BP is expected to reveal a surge in annual profit next week, as higher crude prices and declining costs drive the oil giant’s recovery.
The company is forecast to have raked in around $6 billion (£4.2bn) in underlying replacement cost profit - BP’s preferred income measure - in 2017, a notable improvement on the $2.6bn (£1.8bn) reported in 2016.
That figure is based on consensus forecasts for $1.9bn (£1.3bn) in underlying fourth quarter profits, on top of the $4.1bn (£2.9bn) booked in the first nine months of the year.
There is also potential for BP to swing to a profit on the replacement cost profit measure alone, which in 2016 showed a loss of $999m (£702m).
BP is among a string of oil majors benefiting from climbing oil prices, having seen Brent crude hit $70 per barrel last month - its highest level in more than three years.
The global oil benchmark slipped below $30 per barrel as recently as 2016 as weaker demand and a global energy glut driven by the rise of shale gas took their toll.
The company’s own share price has recovered broadly in line with global energy prices, having jumped from 290p per share in January 2016 to where they sit at around 501p today.

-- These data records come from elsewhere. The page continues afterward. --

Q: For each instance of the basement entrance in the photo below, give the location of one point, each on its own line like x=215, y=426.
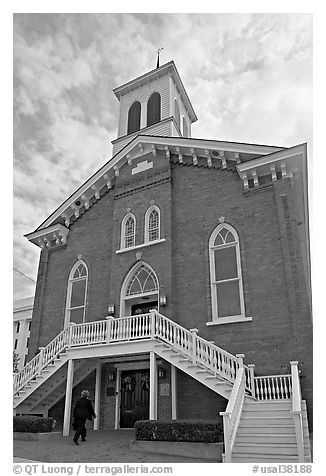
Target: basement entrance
x=134, y=397
x=140, y=291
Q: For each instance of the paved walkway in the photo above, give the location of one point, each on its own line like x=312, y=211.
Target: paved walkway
x=112, y=446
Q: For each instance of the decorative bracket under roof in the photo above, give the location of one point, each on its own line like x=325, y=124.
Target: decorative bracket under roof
x=52, y=237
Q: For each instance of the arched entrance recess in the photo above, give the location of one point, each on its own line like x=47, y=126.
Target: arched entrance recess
x=140, y=291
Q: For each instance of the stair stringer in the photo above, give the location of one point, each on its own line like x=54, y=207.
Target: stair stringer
x=197, y=371
x=54, y=388
x=39, y=379
x=266, y=433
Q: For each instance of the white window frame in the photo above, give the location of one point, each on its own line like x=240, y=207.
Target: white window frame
x=71, y=281
x=177, y=114
x=147, y=215
x=123, y=232
x=234, y=318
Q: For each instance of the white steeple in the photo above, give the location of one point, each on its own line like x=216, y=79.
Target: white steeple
x=154, y=104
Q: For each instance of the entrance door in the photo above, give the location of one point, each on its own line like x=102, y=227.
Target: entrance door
x=134, y=397
x=143, y=307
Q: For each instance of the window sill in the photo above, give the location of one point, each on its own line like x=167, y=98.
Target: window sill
x=228, y=320
x=132, y=248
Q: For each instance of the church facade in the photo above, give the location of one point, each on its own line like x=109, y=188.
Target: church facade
x=176, y=264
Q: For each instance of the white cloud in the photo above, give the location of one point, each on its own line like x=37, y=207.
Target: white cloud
x=248, y=77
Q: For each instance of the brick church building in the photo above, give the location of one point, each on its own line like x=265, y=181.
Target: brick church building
x=175, y=284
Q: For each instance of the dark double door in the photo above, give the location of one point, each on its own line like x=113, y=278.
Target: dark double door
x=134, y=397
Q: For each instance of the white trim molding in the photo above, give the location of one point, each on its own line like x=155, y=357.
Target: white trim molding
x=143, y=245
x=71, y=281
x=151, y=209
x=227, y=240
x=123, y=232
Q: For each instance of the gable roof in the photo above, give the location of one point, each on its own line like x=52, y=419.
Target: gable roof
x=168, y=68
x=135, y=148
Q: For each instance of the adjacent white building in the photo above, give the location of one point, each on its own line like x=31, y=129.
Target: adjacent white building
x=23, y=310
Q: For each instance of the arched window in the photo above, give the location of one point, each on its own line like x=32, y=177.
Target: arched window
x=154, y=109
x=76, y=293
x=152, y=224
x=134, y=117
x=184, y=127
x=225, y=271
x=177, y=113
x=144, y=281
x=128, y=231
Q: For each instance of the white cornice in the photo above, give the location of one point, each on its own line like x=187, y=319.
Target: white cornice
x=106, y=175
x=168, y=68
x=50, y=237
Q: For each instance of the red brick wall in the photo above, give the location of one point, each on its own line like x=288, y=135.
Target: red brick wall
x=191, y=200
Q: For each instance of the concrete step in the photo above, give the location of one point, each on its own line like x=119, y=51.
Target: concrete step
x=268, y=405
x=258, y=458
x=289, y=449
x=260, y=420
x=265, y=413
x=249, y=428
x=266, y=438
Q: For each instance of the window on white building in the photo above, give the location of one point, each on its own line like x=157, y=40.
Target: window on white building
x=177, y=113
x=76, y=293
x=226, y=275
x=154, y=109
x=128, y=231
x=152, y=224
x=134, y=117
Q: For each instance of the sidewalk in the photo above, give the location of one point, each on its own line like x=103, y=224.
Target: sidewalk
x=111, y=446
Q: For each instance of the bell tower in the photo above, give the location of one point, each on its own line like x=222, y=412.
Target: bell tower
x=154, y=104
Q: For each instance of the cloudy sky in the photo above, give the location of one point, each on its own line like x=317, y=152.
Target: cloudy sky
x=248, y=76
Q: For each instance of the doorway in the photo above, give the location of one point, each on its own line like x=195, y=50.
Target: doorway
x=143, y=307
x=140, y=291
x=134, y=397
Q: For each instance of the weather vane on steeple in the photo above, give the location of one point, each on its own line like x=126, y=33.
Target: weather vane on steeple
x=158, y=57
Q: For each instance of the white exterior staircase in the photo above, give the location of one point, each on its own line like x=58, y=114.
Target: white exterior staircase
x=265, y=419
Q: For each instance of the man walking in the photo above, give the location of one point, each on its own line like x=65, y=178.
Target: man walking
x=83, y=411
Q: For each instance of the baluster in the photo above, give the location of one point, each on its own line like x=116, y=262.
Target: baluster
x=281, y=388
x=261, y=388
x=194, y=347
x=269, y=388
x=290, y=387
x=286, y=388
x=174, y=336
x=214, y=360
x=273, y=388
x=265, y=389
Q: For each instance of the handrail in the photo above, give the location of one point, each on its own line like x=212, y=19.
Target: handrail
x=273, y=387
x=297, y=410
x=232, y=414
x=41, y=360
x=143, y=326
x=214, y=358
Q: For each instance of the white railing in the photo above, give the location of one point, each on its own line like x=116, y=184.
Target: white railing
x=41, y=360
x=297, y=410
x=201, y=351
x=232, y=414
x=144, y=326
x=273, y=387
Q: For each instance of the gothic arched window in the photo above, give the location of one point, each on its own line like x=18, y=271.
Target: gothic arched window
x=177, y=114
x=184, y=127
x=152, y=224
x=225, y=271
x=142, y=282
x=128, y=231
x=76, y=293
x=134, y=117
x=154, y=109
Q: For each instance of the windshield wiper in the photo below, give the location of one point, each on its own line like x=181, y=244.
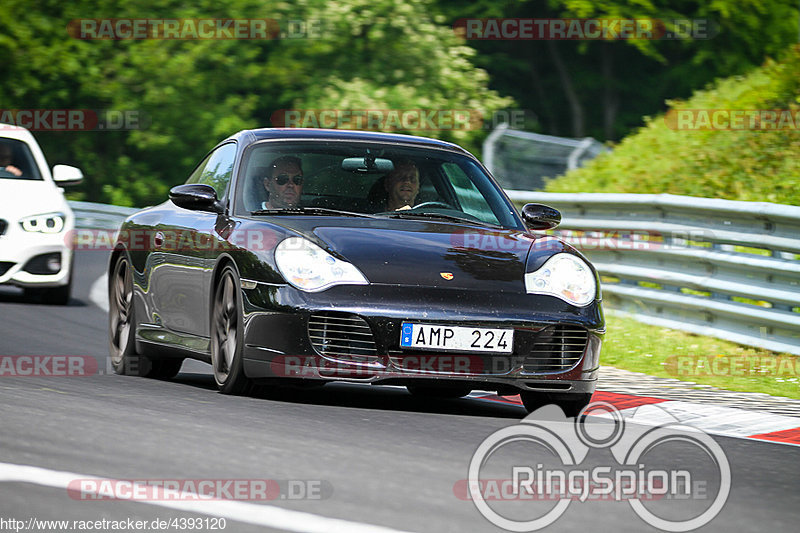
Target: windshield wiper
x=308, y=211
x=427, y=214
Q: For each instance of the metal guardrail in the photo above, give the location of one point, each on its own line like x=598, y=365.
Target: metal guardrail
x=720, y=268
x=99, y=216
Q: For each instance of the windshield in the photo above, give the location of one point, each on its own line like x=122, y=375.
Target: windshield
x=16, y=161
x=368, y=178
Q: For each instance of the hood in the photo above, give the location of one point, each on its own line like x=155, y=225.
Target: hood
x=432, y=254
x=21, y=198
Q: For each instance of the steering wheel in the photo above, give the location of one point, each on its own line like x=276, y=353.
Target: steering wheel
x=433, y=204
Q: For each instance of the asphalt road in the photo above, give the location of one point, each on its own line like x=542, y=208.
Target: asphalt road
x=374, y=456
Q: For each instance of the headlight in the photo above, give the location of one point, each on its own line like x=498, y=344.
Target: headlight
x=565, y=276
x=49, y=223
x=310, y=268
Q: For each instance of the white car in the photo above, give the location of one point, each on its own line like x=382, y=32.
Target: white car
x=36, y=224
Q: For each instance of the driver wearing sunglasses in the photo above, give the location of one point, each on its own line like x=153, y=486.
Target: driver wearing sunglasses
x=284, y=183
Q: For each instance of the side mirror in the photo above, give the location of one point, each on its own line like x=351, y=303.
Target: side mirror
x=540, y=216
x=196, y=196
x=67, y=175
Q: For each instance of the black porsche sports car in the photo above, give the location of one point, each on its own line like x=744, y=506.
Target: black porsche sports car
x=332, y=255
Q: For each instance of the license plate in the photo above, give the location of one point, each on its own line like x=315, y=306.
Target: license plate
x=457, y=338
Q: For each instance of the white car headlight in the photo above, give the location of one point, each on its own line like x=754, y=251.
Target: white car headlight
x=565, y=276
x=310, y=268
x=47, y=223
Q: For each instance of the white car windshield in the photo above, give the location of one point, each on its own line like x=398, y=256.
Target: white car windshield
x=16, y=161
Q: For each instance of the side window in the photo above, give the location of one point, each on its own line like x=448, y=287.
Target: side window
x=216, y=169
x=471, y=200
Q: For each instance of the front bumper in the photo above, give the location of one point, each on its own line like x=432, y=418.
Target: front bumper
x=278, y=343
x=19, y=247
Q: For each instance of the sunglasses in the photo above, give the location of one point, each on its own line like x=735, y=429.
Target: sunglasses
x=283, y=179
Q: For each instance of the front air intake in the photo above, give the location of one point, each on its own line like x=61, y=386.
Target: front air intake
x=557, y=349
x=342, y=336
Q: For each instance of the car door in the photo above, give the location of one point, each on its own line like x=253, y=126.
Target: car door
x=182, y=266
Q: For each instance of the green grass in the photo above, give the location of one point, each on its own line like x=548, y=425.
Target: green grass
x=653, y=350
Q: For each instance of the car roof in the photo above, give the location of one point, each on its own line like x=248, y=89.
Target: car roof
x=250, y=136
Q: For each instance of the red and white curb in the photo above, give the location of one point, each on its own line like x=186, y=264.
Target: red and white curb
x=712, y=419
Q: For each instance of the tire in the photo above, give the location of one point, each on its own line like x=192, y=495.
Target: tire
x=227, y=335
x=430, y=391
x=571, y=404
x=121, y=324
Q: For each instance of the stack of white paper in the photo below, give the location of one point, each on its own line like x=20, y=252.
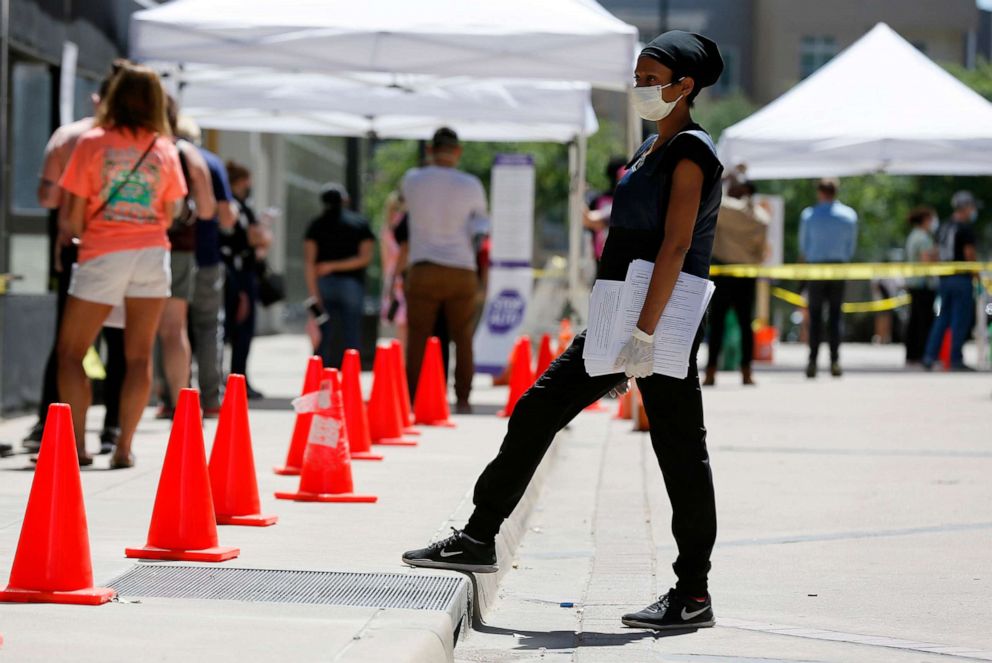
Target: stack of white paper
x=615, y=306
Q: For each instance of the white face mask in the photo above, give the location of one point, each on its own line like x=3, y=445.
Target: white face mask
x=650, y=105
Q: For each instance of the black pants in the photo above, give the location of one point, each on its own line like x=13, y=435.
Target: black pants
x=920, y=320
x=830, y=294
x=675, y=410
x=736, y=294
x=114, y=338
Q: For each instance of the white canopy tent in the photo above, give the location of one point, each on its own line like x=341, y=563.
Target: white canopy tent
x=550, y=40
x=547, y=39
x=879, y=106
x=407, y=106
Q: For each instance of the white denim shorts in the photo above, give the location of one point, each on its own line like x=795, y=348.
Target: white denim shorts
x=113, y=277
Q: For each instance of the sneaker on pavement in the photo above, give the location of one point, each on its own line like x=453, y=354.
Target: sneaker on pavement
x=457, y=552
x=672, y=611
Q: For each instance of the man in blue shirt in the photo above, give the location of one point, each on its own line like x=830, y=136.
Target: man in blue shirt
x=828, y=233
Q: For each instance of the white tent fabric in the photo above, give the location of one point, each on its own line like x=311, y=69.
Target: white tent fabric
x=409, y=106
x=879, y=106
x=546, y=39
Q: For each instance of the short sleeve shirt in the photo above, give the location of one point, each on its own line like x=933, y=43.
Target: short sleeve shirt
x=339, y=239
x=640, y=205
x=140, y=212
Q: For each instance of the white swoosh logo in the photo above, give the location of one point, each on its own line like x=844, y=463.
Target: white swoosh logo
x=686, y=615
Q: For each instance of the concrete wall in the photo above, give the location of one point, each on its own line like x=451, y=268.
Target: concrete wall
x=940, y=27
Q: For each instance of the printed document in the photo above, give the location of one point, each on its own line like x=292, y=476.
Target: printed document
x=614, y=307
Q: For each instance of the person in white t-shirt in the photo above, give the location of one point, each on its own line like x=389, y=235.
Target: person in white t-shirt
x=448, y=217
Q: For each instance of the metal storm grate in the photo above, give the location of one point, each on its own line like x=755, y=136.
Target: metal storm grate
x=366, y=590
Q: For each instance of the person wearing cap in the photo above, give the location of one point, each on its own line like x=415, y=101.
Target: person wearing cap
x=828, y=233
x=956, y=243
x=447, y=219
x=337, y=248
x=665, y=211
x=741, y=232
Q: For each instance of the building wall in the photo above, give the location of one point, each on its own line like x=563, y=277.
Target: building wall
x=941, y=28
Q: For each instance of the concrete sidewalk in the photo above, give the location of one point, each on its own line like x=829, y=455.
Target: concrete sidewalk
x=419, y=489
x=854, y=526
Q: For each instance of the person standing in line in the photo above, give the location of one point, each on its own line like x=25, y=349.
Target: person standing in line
x=125, y=178
x=828, y=233
x=199, y=205
x=206, y=311
x=665, y=211
x=64, y=253
x=956, y=243
x=337, y=248
x=239, y=249
x=448, y=218
x=920, y=247
x=393, y=305
x=741, y=239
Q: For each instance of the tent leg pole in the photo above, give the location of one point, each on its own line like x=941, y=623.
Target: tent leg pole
x=577, y=166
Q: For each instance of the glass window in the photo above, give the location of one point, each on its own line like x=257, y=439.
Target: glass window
x=82, y=104
x=814, y=52
x=31, y=102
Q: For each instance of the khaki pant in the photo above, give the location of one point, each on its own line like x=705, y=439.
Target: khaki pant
x=432, y=288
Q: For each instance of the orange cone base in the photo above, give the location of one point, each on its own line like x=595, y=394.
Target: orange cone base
x=88, y=596
x=327, y=497
x=366, y=455
x=447, y=423
x=395, y=442
x=216, y=554
x=253, y=520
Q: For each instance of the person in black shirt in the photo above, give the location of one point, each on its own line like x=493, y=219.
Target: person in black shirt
x=336, y=250
x=956, y=242
x=664, y=211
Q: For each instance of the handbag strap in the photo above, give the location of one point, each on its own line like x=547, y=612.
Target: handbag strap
x=117, y=188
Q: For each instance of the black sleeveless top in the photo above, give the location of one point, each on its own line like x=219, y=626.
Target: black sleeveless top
x=637, y=221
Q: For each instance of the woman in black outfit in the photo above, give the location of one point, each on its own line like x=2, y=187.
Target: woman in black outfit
x=664, y=210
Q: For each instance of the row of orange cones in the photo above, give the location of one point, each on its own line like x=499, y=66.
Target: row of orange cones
x=52, y=562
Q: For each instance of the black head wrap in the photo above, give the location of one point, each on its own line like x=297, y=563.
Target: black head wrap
x=687, y=54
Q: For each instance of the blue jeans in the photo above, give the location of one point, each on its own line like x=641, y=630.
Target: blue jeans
x=342, y=297
x=957, y=305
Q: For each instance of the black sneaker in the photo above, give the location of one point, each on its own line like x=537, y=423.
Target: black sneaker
x=672, y=611
x=457, y=552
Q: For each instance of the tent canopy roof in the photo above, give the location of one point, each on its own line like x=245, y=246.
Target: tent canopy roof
x=547, y=39
x=407, y=106
x=880, y=105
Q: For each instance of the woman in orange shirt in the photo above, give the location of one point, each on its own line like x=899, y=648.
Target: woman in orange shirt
x=125, y=178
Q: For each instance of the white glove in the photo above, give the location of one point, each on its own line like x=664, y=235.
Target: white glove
x=636, y=359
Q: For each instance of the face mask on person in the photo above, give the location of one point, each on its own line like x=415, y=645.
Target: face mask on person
x=650, y=105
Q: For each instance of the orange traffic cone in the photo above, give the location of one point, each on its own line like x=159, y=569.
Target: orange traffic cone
x=232, y=463
x=294, y=458
x=385, y=419
x=183, y=524
x=52, y=563
x=326, y=474
x=430, y=408
x=565, y=335
x=522, y=376
x=402, y=387
x=355, y=419
x=623, y=410
x=544, y=355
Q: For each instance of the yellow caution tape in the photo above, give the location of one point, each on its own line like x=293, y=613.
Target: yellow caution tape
x=877, y=306
x=864, y=271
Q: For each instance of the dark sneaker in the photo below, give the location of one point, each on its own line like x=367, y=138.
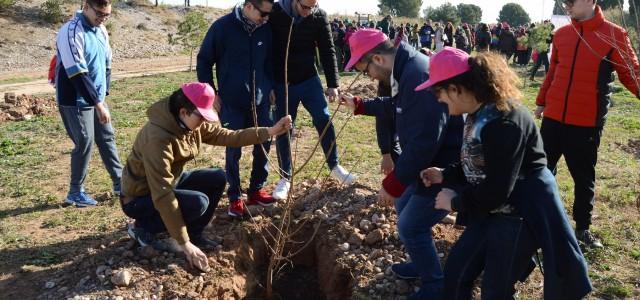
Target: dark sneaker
x=140, y=235
x=405, y=271
x=203, y=243
x=586, y=238
x=260, y=197
x=80, y=199
x=236, y=208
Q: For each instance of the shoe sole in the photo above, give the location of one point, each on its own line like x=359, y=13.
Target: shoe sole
x=235, y=215
x=260, y=204
x=80, y=205
x=133, y=236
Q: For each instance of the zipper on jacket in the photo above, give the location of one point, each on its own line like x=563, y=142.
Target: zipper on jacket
x=573, y=66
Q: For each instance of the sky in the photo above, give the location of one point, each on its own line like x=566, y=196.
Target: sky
x=537, y=9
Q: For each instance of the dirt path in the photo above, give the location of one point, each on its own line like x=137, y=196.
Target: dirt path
x=123, y=69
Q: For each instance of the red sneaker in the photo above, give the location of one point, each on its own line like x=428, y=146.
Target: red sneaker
x=260, y=197
x=236, y=208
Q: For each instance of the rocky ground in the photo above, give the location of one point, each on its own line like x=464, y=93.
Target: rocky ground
x=349, y=256
x=25, y=107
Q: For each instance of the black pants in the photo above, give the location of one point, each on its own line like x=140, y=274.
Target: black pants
x=579, y=145
x=197, y=192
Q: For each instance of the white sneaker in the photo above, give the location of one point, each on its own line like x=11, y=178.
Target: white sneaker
x=343, y=176
x=282, y=189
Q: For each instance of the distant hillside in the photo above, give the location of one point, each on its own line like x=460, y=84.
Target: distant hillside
x=137, y=31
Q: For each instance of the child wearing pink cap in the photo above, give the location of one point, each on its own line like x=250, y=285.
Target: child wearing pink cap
x=508, y=197
x=428, y=137
x=155, y=190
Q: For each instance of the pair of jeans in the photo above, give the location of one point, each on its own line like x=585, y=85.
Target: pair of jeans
x=197, y=192
x=579, y=145
x=416, y=216
x=500, y=245
x=83, y=127
x=311, y=95
x=235, y=118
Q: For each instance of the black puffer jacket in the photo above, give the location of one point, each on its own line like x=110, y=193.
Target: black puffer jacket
x=308, y=33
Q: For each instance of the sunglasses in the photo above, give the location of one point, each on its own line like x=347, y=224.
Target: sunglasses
x=306, y=7
x=365, y=71
x=99, y=14
x=263, y=13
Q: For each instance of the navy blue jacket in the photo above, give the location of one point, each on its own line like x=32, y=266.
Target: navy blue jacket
x=237, y=55
x=428, y=136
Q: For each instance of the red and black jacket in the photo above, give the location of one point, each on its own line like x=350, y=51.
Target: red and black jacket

But Nicholas Hyett, equity analyst at Hargreaves Lansdown, said other factors were at play, such as declining costs linked to the Deepwater Horizon disaster.
He said: “Fortunately BP’s recent performance isn’t driven solely by a more favourable oil price environment.
“Although costs relating to the Deepwater Horizon oil spill are set to be higher than originally expected this year, charges are finally starting to decline.